EDIT: after reading the actual source code for load_results I found that the documentation is not correct. load_results loads all files ending in 'monitor.csv' from the given path and not just "Load results from a given file" as the documentation states. Now everything works fine!

ajtanskanen commented 4 years ago

I also ran into similar problems with monitoring vectorized environments. It was straight forward to tweak VecMonitor from OpenAI Baselines to work with Stable Baselines, as suggested above. This is what I ended up with.
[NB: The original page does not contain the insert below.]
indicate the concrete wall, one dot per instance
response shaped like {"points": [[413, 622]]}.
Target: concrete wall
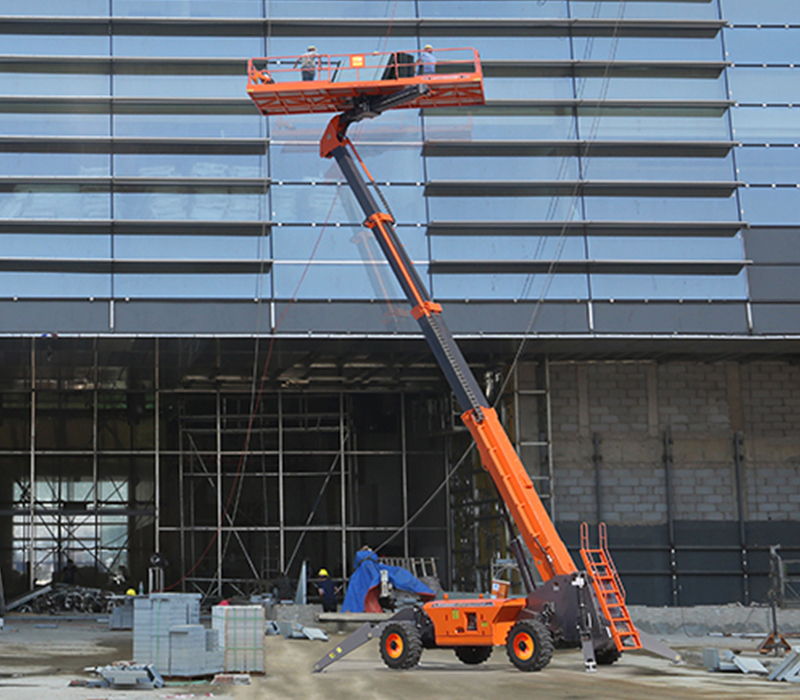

from stable_baselines.common.vec_env import VecEnvWrapper
import numpy as np
import time
from collections import deque
import os.path as osp
import json
import csv

class VecMonitor(VecEnvWrapper):
    EXT = "monitor.csv"

    def __init__(self, venv, filename=None, keep_buf=0, info_keywords=()):
        VecEnvWrapper.__init__(self, venv)
        print('init vecmonitor: ',filename)
        self.eprets = None
        self.eplens = None
        self.epcount = 0
        self.tstart = time.time()
        if filename:
            self.results_writer = ResultsWriter(filename, header={'t_start': self.tstart},
                extra_keys=info_keywords)
        else:
            self.results_writer = None
        self.info_keywords = info_keywords
        self.keep_buf = keep_buf
        if self.keep_buf:
            self.epret_buf = deque([], maxlen=keep_buf)
            self.eplen_buf = deque([], maxlen=keep_buf)

    def reset(self):
        obs = self.venv.reset()
        self.eprets = np.zeros(self.num_envs, 'f')
        self.eplens = np.zeros(self.num_envs, 'i')
        return obs

    def step_wait(self):
        obs, rews, dones, infos = self.venv.step_wait()
        self.eprets += rews
        self.eplens += 1

        newinfos = list(infos[:])
        for i in range(len(dones)):
            if dones[i]:
                info = infos[i].copy()
                ret = self.eprets[i]
                eplen = self.eplens[i]
                epinfo = {'r': ret, 'l': eplen, 't': round(time.time() - self.tstart, 6)}
                for k in self.info_keywords:
                    epinfo[k] = info[k]
                info['episode'] = epinfo
                if self.keep_buf:
                    self.epret_buf.append(ret)
                    self.eplen_buf.append(eplen)
                self.epcount += 1
                self.eprets[i] = 0
                self.eplens[i] = 0
                if self.results_writer:
                    self.results_writer.write_row(epinfo)
                newinfos[i] = info
        return obs, rews, dones, newinfos

class ResultsWriter(object):
    def __init__(self, filename, header='', extra_keys=()):
        print('init resultswriter')
        self.extra_keys = extra_keys
        assert filename is not None
        if not filename.endswith(VecMonitor.EXT):
            if osp.isdir(filename):
                filename = osp.join(filename, VecMonitor.EXT)
            else:
                filename = filename #   + "." + VecMonitor.EXT
        self.f = open(filename, "wt")
        if isinstance(header, dict):
            header = '# {} \n'.format(json.dumps(header))
        self.f.write(header)
        self.logger = csv.DictWriter(self.f, fieldnames=('r', 'l', 't')+tuple(extra_keys))
        self.logger.writeheader()
        self.f.flush()

    def write_row(self, epinfo):
        if self.logger:
            self.logger.writerow(epinfo)
            self.f.flush()        
migudmigu commented 3 years ago

@ajtanskanen Will you marry me?

araffin commented 3 years ago

btw, VecMonitoris now included in SB3: https://github.com/DLR-RM/stable-baselines3

balisujohn commented 3 years ago

Many thanks @ajtanskanen.

Demetrio92 commented 2 years ago

So in SB3 simply:

from stable_baselines3.common.vec_env import VecMonitor
env = VecMonitor(env, log_dir)

instead of

from stable_baselines3.common.monitor import Monitor
env = Monitor(env, log_dir)   # won't work with vectorized enviroments, will throw cryptic errors

sorry for off-topic, googled the error and got here

zarifaziz commented 11 months ago

@araffin do you know which SB3 library version VecMonitor was introduced in? I'm using 2.0.0 but I still get monitoring errors.